I was reading ‘The signal and the noise’ (Nate Silver, 2012) over the holidays and didn’t really grasp the importance of a note I recently published called, ‘Big data governance – from truth to trust‘.  This note should be re-titled, ‘Big data value – from truth to trust’.  Nate Silver explores Big Data several times in his excellent book and in several places; he calls out the somewhat obvious point that with more data, so there will be more variability in that bigger pool of data.  Specifically, with significant growth in data, new theories (and assumptions) of causation (versus correlation) will emerge.  This growth will occur, perhaps, at such a prodigious rate that our testing won’t be able to keep up, and so our ability to improve our understanding (i.e. make better predictions) will fall.  Great caution to keep in mind when we consider the high level of hype associated with big data.

In other words, with Big Data comes Big False Positives.  Thus, as Silver states, “…[T]he number of meaningful relationships in the data – those that speak to causality rather than correlation and testify to how the world really works – is order of magnitudes smaller.”  This is the exact causes (no pun intended) for the shift in emphasis our research note (and blog, From MDM to Big Data – from Truth to Trust) calls out, from a focus in absolute truths toward an understanding, and thus exploitation, of the degrees of trust in that meaning, or correlation.  If truth is no longer possible, trust is at least plausible.  Go Big Trust!

3 Comments »

Category: Analytics Big Data Business Intelligence Decision Making Enterprise Information Management Information Management Information Policy Information Trust Instrumentation     Tags:

3 responses so far ↓

  • 1 Big Data Will Lead to Big False Positives &ndas...   January 10, 2014 at 8:04 pm

    [...] I was reading ‘The signal and the noise’ (Nate Silver, 2012) over the holidays and didn’t really grasp the importance of a note I recently published called, ‘Big data governance – from truth to trust‘. This note should be re-titled, ‘Big data…  [...]

  • 2 sushant   January 14, 2014 at 8:09 am

    Hi Andrew, nice post. You are very right in pointing out the inadequacies of implementing a big data system without giving it a complete thought. Often the requirements for big data analysis are really not well understood by the developers and business owners, thus creating an undesirable product.

    For organizations to not waste precious time and money and manpower over these issues, there is a need to develop expertise and process of creating small scale prototypes quickly and test them to demonstrate its correctness, matching with business goals.

    Following up on this, I came across and registered for a webinar on Deploy Big Data solutions Rapidly in Cloud through Harbinger’s ABC model (Agile-Big Data-Cloud), it looks a promising one http://j.mp/19xJ6ew

  • 3 bhaswar   January 15, 2014 at 5:28 am

    Big data is not for everyone.
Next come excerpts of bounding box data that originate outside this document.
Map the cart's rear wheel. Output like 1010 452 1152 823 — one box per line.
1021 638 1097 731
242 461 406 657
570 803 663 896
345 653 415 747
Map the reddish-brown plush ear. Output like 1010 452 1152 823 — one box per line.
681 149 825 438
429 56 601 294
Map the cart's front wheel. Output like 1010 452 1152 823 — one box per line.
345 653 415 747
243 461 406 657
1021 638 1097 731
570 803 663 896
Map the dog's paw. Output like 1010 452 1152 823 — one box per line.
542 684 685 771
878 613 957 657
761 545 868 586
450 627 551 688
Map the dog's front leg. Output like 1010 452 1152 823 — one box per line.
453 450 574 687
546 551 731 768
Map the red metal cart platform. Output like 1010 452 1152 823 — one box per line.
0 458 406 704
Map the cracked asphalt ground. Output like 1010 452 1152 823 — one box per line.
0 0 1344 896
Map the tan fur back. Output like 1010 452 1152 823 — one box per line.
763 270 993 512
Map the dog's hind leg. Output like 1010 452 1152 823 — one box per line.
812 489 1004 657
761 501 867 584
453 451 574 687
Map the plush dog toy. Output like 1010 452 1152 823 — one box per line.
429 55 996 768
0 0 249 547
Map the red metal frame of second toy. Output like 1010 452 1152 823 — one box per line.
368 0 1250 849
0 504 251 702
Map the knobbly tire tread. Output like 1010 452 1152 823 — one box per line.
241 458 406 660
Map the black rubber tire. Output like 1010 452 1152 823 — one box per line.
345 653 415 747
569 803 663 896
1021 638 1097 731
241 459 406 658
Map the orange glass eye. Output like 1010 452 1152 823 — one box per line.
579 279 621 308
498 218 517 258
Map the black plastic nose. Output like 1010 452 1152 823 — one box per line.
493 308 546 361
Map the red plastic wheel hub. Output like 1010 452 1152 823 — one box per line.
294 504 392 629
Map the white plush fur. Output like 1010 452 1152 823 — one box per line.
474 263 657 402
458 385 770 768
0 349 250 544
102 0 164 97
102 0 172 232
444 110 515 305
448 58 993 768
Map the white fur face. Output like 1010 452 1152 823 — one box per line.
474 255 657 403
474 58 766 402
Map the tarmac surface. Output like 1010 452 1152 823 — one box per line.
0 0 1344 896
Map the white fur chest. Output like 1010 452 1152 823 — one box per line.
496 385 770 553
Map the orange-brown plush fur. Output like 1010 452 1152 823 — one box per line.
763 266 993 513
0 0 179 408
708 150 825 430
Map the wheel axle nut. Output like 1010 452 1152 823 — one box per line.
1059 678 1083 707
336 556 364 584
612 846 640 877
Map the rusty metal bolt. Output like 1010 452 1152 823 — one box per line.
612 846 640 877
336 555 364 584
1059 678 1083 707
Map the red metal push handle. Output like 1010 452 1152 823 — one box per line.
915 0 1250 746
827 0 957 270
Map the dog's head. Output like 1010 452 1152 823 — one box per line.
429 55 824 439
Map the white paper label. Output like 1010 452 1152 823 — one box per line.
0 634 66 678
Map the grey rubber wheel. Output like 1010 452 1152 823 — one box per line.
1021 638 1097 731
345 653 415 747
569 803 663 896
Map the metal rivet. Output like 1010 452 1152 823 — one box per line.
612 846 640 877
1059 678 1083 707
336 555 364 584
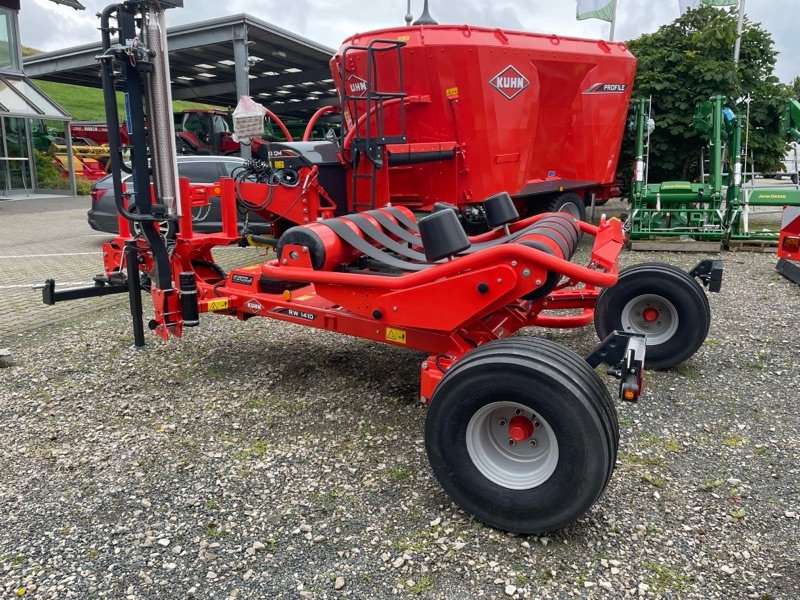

Period.

    I somewhat agree with the conclusion but not with the reasoning.

    Most businesses will continue grappling with structured data rather than unstructured data. The trends on IT spending reflects this. Predictive models will get richer and more complex resulting in enterprises taking better decisions. So big data for all the hype will not be very big for most businesses anyway.

    Big data models may give false positives mainly due to incorrect models and/or insufficient or wrong data( not so much the false correlations). We still need SME’s to evaluate the decisions from such models. A huge gap I currently see is with the problem definition in Big Data. That gap is only going to widen with IoT and the resulting data explosion.